Two-Tiered Market, Two-Tiered Index

What do you get when you subtract the largest 100 nonfinancial companies from the Nasdaq? About 4,745 other companies.

"It's too complicated for a mere mortal to even fathom what's in the Nasdaq Composite," says Thomas McManus, equity portfolio strategist at Banc of America Securities. "I like to be able to look at a list of companies and realize what's included.

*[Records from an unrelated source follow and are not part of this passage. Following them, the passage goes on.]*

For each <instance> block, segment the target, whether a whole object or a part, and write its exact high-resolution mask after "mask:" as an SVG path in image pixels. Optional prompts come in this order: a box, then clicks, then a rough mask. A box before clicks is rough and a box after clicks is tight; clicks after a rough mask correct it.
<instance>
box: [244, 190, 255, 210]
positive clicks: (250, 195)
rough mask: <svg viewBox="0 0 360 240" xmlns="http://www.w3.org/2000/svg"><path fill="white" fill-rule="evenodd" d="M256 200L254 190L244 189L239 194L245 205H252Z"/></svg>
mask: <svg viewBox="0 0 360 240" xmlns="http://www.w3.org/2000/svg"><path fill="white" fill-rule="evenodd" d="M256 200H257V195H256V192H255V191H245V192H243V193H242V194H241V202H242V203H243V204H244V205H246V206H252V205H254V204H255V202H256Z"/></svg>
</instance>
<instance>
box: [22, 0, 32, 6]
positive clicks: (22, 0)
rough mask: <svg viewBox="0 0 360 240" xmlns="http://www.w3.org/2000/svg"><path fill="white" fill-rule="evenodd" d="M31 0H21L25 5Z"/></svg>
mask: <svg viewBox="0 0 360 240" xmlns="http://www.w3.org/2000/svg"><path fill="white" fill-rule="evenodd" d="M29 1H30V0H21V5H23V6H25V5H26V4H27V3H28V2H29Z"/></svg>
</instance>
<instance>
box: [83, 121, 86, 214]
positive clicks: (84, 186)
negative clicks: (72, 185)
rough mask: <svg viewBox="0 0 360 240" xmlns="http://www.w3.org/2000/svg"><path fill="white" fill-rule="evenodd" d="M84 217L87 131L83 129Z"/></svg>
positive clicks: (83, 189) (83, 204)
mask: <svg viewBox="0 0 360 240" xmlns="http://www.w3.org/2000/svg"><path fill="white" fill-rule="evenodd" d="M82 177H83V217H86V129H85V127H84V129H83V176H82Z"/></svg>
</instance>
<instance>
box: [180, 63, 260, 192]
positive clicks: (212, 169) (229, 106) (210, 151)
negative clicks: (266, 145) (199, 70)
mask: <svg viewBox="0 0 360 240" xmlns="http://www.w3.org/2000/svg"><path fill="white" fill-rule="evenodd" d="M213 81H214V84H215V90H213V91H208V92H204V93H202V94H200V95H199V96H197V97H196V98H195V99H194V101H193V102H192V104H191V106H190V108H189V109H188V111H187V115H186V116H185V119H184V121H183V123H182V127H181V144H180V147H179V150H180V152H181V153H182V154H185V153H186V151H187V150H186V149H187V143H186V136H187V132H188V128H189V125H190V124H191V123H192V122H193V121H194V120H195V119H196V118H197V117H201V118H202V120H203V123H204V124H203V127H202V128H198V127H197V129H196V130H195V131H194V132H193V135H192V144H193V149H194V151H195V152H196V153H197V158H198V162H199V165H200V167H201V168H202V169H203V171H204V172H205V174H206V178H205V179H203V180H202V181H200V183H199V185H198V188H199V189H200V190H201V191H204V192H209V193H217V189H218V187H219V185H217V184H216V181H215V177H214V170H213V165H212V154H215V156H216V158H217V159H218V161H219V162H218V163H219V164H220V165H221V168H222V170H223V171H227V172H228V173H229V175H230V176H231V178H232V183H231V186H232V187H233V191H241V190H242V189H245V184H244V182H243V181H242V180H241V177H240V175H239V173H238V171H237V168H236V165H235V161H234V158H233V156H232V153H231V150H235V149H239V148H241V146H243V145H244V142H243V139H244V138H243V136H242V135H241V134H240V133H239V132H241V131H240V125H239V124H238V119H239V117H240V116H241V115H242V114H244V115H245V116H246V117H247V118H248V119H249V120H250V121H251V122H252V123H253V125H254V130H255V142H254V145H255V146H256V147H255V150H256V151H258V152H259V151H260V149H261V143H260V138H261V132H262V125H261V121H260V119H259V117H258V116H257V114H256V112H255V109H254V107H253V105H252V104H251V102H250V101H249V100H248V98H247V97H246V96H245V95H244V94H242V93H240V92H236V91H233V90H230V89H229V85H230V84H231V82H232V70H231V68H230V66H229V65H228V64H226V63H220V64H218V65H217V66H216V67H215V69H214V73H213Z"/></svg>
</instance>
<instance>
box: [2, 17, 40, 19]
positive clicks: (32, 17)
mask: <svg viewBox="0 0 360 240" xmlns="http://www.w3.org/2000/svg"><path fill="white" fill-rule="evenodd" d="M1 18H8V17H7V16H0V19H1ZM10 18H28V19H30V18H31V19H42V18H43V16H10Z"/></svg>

I can do that with the Dow and the Nasdaq 100 and even the Standard & Poor's [500]. Once you start getting up there around 3,000 companies, with many additions and deletions every day, it's just difficult to comprehend the size."

Much less certain than the Nasdaq's legitimacy as an exchange, then, is its utility as an index, and not merely because of its unwieldy size. The Nasdaq also suffers from an especially virulent manifestation of the broad phenomenon of the two-tiered market. Over the years, the Comp's intense run-up has been powered by an extremely narrow group of stocks. Five stocks -- Microsoft, Intel, Cisco (CSCO Quote), Dell (DELL Quote) and MCI WorldCom (WCOM Quote) -- account for more than 30% of the Nasdaq's market capitalization.

That kind of skewed representation can be a bit misleading, to say the least.

Nasdaq ex the NDX?
Use your imagination ...
Source: Baseline

"Many, many years ago," says McManus, "Standard & Poor's used to publish some of its industry indices excluding some of their largest components, because people complained that you couldn't get a sense of what other components were doing because they were obscured by the movement of larger ones. The Composite ex the NDX -- it would be complicated to track, but I'm sure it would give you a dramatically different picture."

A dramatically different picture, indeed -- if only you had the time to do the math. But then you'd miss the Comp 3K party.